The boys, goofballs by nature, play the whipped-cream-in-the-face game

You know those times when you just wish another adult was around to share the hilarity of the moment with?

I decided to keep track and write those moments down.

Here are a few, in the first of a series of posts, my blog’s own version of comic relief.


Me, to sick 6-year old: “Jude, stop complaining about your cold. You know there’s a joke out there about how men can’t deal with colds and women have to do everything under the sun, even when we’re sick? Do you know we give birth to babies?”

6-year old *thinking this over* : “That’s good because I’m not gonna be one. I’m gonna be a dad.”


Self-explanatory photo:

Studying Hard or Hardly Studying is superimposed on my son, asleep on his bed, his feet hanging off the edge.. two beautiful pillows are seen, spelling out LOVE when places together


6-year old: “Mom, my nip.”

Me: “What?”

6-year old: “My nip.”

Me: “Your What???”

6-year old: “My nipalizer.”

6-year old *Angry, because I’m trying to keep it together* : “Remember you said when I’m ready I can use that machine for my cold?”

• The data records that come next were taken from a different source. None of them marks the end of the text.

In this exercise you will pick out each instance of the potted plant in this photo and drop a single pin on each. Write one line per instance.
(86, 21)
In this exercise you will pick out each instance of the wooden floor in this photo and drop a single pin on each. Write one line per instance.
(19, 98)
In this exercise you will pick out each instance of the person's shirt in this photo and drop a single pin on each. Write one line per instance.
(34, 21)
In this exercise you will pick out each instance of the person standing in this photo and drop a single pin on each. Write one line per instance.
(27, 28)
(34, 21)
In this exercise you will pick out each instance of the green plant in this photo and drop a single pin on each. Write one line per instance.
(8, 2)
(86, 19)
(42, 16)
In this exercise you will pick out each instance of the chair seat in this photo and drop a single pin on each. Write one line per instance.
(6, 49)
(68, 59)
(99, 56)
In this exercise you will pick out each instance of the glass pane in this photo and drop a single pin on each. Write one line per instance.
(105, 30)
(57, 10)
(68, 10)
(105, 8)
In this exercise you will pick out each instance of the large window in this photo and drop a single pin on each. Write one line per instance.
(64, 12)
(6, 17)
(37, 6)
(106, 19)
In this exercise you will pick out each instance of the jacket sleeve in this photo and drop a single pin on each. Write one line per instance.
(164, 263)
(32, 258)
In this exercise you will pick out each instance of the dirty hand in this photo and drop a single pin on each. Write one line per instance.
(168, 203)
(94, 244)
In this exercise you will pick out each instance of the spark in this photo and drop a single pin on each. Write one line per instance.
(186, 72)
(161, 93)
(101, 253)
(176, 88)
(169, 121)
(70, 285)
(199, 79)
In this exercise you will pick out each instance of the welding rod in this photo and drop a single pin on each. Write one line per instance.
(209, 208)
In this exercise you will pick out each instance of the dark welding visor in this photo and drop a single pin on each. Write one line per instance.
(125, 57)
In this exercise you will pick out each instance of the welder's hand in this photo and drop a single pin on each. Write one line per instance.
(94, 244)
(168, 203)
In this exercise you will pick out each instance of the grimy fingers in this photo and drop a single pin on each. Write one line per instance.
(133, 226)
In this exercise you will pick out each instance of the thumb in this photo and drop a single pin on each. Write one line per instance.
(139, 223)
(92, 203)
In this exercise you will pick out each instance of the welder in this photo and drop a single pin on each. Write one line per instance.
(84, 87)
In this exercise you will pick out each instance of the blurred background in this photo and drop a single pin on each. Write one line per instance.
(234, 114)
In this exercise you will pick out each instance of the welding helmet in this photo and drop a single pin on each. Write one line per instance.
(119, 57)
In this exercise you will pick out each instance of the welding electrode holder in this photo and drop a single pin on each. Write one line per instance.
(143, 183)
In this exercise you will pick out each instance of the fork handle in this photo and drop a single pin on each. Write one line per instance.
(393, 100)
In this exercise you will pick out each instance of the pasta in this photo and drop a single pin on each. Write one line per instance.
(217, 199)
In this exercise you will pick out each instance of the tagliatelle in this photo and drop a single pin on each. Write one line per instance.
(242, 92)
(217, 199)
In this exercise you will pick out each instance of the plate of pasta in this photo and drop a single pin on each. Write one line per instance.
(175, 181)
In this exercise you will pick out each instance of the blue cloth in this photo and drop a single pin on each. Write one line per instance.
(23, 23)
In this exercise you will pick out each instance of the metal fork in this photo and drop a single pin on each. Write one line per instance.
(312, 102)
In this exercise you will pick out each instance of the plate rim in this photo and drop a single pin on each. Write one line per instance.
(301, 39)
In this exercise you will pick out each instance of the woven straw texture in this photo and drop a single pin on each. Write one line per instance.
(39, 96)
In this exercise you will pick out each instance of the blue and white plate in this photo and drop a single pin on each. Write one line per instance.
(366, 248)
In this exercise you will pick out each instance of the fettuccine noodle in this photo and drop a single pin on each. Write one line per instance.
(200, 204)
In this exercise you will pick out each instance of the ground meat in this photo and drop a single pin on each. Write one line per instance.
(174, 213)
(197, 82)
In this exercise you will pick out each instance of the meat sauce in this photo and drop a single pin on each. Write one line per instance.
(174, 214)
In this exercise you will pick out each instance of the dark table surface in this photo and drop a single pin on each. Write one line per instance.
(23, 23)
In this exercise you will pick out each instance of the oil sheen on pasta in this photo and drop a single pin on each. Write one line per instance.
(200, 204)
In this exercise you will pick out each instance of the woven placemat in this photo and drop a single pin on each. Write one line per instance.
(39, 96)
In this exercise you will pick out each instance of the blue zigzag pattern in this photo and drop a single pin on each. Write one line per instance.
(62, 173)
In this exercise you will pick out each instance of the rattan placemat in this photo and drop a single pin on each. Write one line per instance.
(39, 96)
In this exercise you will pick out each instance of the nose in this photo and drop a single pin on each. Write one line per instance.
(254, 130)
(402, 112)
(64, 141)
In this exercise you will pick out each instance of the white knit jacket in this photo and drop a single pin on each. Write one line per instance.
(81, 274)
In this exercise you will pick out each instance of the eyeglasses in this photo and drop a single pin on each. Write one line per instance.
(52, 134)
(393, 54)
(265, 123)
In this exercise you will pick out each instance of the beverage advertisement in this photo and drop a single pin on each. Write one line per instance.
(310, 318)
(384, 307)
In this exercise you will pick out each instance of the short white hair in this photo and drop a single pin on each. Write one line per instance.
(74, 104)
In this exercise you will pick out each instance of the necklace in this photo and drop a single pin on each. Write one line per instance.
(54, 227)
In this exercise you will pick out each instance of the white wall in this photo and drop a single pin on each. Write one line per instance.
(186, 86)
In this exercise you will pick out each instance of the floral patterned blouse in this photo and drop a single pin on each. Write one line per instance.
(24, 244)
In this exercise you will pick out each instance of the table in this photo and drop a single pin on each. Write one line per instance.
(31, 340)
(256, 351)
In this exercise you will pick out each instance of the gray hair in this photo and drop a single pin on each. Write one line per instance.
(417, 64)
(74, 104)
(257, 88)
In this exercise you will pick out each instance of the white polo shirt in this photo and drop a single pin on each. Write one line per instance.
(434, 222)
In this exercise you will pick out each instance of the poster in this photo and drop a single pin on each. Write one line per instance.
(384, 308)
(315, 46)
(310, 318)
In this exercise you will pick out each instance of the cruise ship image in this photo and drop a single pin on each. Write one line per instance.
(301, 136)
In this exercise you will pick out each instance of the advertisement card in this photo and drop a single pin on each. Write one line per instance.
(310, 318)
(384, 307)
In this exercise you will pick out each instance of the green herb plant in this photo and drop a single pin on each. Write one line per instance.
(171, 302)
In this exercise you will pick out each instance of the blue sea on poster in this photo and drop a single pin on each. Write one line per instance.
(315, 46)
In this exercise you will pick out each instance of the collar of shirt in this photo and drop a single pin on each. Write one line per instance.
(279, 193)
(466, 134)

Pictured below, using his nebulizer.

my son stands, getting a nebulizer treatment, as he laughs behind the nose piece


9-year old *complimenting himself on apparent strides he’s taken as an older brother* : “I suddenly became so generous with Jude (6-year old brother).”

The generous one and his lucky brother, pictured below.

the generous one and his brother


Me *grinds pepper using a very loud grinder*.

12-year old, from the bathroom: “Is that you laughing?”

Me *depressed as I come to the realization that my laugh resembles the sound made by a pepper grinder*.

True story.

A pepper mill is pictures in the background, and the words say, "Apparently, my laughter sounds like the pepper getting crushed by our pepper mill." Then, "Kids. crushingly brutal honesty delivered daily."